Work Text:
Briony often wonders if this shouldn't be harder, if the words shouldn't fail to come, if the ghosts of Cecilia and Robbie will ever sink down upon her pen and press and press and refuse to let another drop of ink fall. The writer's block, however, never comes. She describes an ancient vase for pages, the words slipping through her mind like dancers at a ball. The colors shift, the lights dim, but the musicians continue and the bodies twirl.
"I don't know if I have another in me," she lies to her agent, and he presses his fingertips to the table so the ends go white.
*
She dreams about Arabella at forty, learning the dial of a telephone. Arabella at forty-one, taking the Underground.
She conjures up the animals of the zoo, holding out paws and wings and claws. Breath huffed onto a close cheek, smelling of meat.

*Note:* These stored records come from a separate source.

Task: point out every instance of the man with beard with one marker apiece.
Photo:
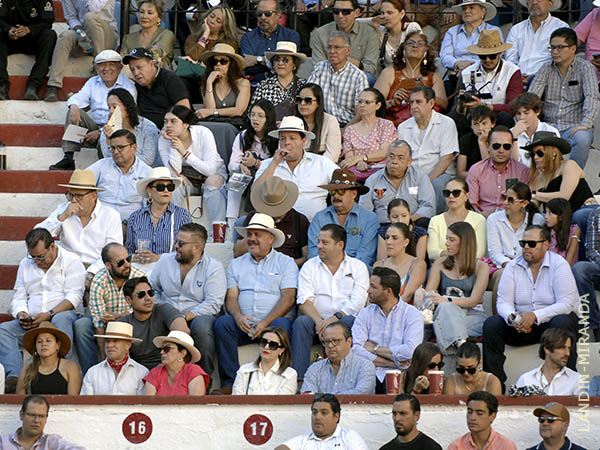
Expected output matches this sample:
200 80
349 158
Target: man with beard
194 284
406 413
106 303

Trees scrape against her window, and she imagines a tired processional, a rotting building, a shooting star.
*
Briony always recognizes them later, in the re-reading and the re-vision, she finds the swirl of Cecilia's skirt, the cut of Robbie's jaw.
*
She's given up on church and instead, spends Sundays sipping at whiskey and thinking about fountains. She reads about water, watches droplets shift down a window. Briony washes her hair in a steady, warm stream that years ago swallowed her sister and clung to that lithe body. Briony swallows her pills with a cool glass of the stuff that Robbie dove into, his strong arm around her hips as she sputtered with laughter. She finds worship here, slipping into sleep, still damp with their blessings.
*
"Aren't there any themes you'd like to revisit? Ms. Tallis, we'd love to have anything you scrape together for us."
Briony bows her head and if he interprets it for a nod, she lets him.